Romania generates between 5 and 5.5 million tons of municipal waste annually, and waste generation has increased about 10 percent over the past five years. This corresponds to 280 kg/cap in 2019, clearly below the EU average of 502 kg/cap. The country still relies heavily on landfilling, even more than five years ago. For Romania, the recycling rate is 11,5 % in 2019, which is 43,5 percentage points lower than the 55% recycling target for 2025. Romania does not yet have a PAYT system in place and separate collection at the source is not a pattern for Romanians. The country does not have compost regulations in place, thus most of its municipal waste ends up in landfills.

Integrated waste management systems (SMIDs)

Romania is divided into territorial administrative units (UAT), which include counties, cities, and communes.

The country has a total of 41 counties (Romanian: județe), which along with the municipality of Bucharest, constitute the country’s official administrative divisions. They represent the country’s Nomenclature of Territorial Units for Statistics – Level 3 (NUTS-3) statistical subdivisions within the European Union and each of them serves as the local level of government within its borders.

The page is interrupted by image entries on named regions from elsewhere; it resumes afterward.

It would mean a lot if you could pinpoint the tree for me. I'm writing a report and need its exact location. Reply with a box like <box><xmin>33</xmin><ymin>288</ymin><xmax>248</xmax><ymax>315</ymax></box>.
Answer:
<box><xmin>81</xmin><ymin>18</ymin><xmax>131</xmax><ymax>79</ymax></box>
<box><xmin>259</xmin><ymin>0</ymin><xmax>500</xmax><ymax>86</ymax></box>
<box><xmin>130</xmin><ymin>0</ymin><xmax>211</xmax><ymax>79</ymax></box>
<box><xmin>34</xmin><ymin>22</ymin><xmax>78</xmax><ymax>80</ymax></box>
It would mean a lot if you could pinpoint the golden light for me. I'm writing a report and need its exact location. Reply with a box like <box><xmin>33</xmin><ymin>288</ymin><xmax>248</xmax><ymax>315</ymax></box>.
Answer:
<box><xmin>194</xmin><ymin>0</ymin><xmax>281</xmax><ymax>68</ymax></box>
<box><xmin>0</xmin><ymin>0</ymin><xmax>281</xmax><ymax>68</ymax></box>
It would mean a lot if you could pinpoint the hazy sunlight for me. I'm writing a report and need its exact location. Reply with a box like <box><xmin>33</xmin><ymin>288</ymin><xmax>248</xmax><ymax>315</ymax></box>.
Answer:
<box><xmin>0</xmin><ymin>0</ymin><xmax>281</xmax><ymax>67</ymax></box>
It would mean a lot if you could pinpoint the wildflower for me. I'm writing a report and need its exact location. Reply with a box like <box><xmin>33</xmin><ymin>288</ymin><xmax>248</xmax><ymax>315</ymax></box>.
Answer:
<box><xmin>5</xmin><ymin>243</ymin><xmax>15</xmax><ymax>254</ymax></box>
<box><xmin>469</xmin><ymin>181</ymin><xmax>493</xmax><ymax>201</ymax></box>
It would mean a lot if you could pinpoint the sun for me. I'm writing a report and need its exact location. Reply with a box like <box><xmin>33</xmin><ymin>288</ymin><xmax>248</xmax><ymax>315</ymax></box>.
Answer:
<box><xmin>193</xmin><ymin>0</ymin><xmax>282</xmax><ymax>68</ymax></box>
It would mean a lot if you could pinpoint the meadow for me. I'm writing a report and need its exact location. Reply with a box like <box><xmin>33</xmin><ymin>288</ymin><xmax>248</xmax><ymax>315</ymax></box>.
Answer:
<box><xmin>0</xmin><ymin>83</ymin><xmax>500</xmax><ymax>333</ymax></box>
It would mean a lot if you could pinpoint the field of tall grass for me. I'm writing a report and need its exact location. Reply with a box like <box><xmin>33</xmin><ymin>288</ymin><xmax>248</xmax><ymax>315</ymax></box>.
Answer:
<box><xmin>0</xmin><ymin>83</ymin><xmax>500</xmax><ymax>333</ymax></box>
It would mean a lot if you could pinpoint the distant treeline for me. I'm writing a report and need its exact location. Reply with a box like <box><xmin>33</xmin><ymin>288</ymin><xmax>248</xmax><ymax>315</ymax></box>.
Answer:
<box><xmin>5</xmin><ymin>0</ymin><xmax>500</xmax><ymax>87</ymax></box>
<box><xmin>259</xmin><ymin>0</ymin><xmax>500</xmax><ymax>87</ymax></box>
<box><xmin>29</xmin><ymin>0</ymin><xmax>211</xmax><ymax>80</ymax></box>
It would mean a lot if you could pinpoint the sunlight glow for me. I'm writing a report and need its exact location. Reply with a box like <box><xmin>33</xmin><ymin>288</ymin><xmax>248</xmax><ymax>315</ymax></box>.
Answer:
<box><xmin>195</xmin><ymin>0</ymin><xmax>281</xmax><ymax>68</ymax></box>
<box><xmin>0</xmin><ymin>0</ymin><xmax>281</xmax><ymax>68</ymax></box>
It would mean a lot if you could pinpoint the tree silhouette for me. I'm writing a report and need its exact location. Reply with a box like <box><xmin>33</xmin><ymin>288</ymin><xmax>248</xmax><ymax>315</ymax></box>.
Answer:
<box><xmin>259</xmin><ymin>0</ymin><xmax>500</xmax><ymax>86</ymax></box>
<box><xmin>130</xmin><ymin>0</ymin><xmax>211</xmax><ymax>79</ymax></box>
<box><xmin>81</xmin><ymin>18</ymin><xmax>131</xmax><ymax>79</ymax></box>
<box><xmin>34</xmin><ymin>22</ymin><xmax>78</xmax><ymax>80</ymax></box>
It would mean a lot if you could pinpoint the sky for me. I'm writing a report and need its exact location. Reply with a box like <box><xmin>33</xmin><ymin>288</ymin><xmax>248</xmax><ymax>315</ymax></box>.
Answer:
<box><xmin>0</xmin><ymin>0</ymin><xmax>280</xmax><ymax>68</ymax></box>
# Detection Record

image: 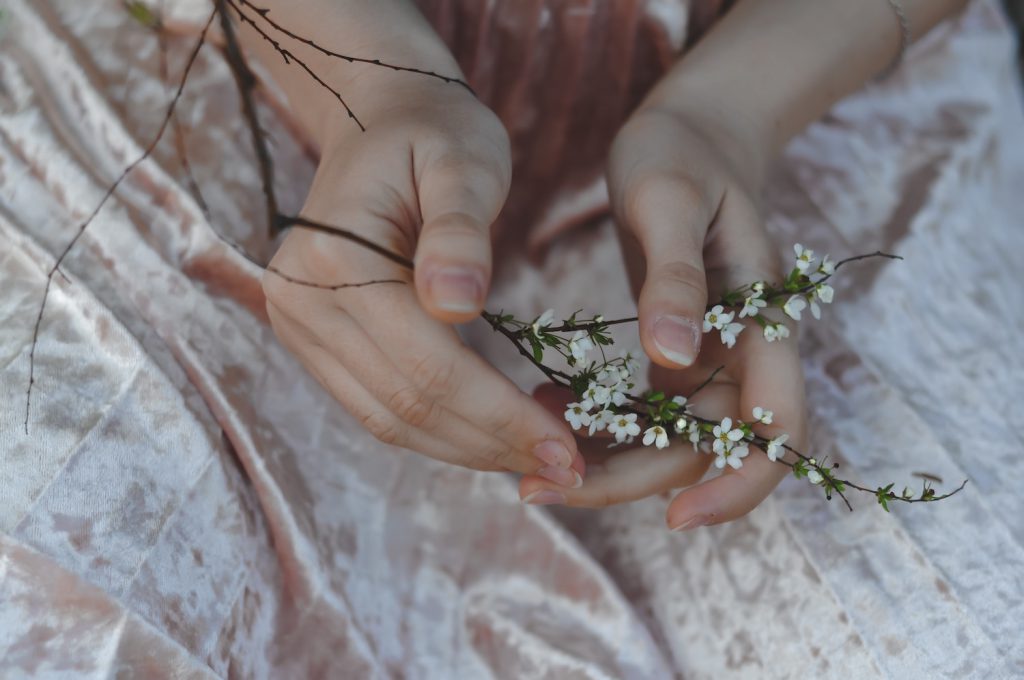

A prefect represents the national government in each county. The prefect and his/her administration have executive powers within the county limits, while limited legislative powers are assigned to a County Council elected every four years during local elections. The territorial districts of the Romanian judicial system overlap with county borders, thus avoiding further complication in the separation of powers on the government.[1]

  Territorial Administrative Units (UAT) Classification[2]        Quantity
Municipalities (including the Municipality of Bucharest)103
Sectors of Bucharest Municipality6
Total UATs and sectors  322

Intercommunity development associations (IDAs) are forms of association that localities and counties were formed in 2009, to access EU environmental funds. Separately, building a water-sewage network for a commune or modernizing the utility system of a small town were such small projects to the EC that they could not get EU funding.  Thus, mayors came together to establish IDAs to get EU funding.

As per a guide produced by the Ministry of Interior, the territorial administrative units have the right to collaborate and cooperate in order to jointly carry out development projects of zonal or regional interest or to jointly provide public services by establishing inter-community development associations[3].  In 2015, Romania had 391 IDAs at the national level.[4]

The Federation of Intercommunity Development Associations (FADI) has as “Object of Activity, Integrated Waste Management,” which was established for the purpose of cooperation and institutional development in the field of waste in Romania. [5] FADI represents all of the IDAs on waste issues, with common objectives and deadlines.  FADI also serves as a forum for information exchange and shared logistics.

All countries must have Waste Management Plan in place to join the EU. Romania developed a waste management plan for this purpose in 2006. This plan, written based on 2006 conditions, was used as a basis to develop regional plans.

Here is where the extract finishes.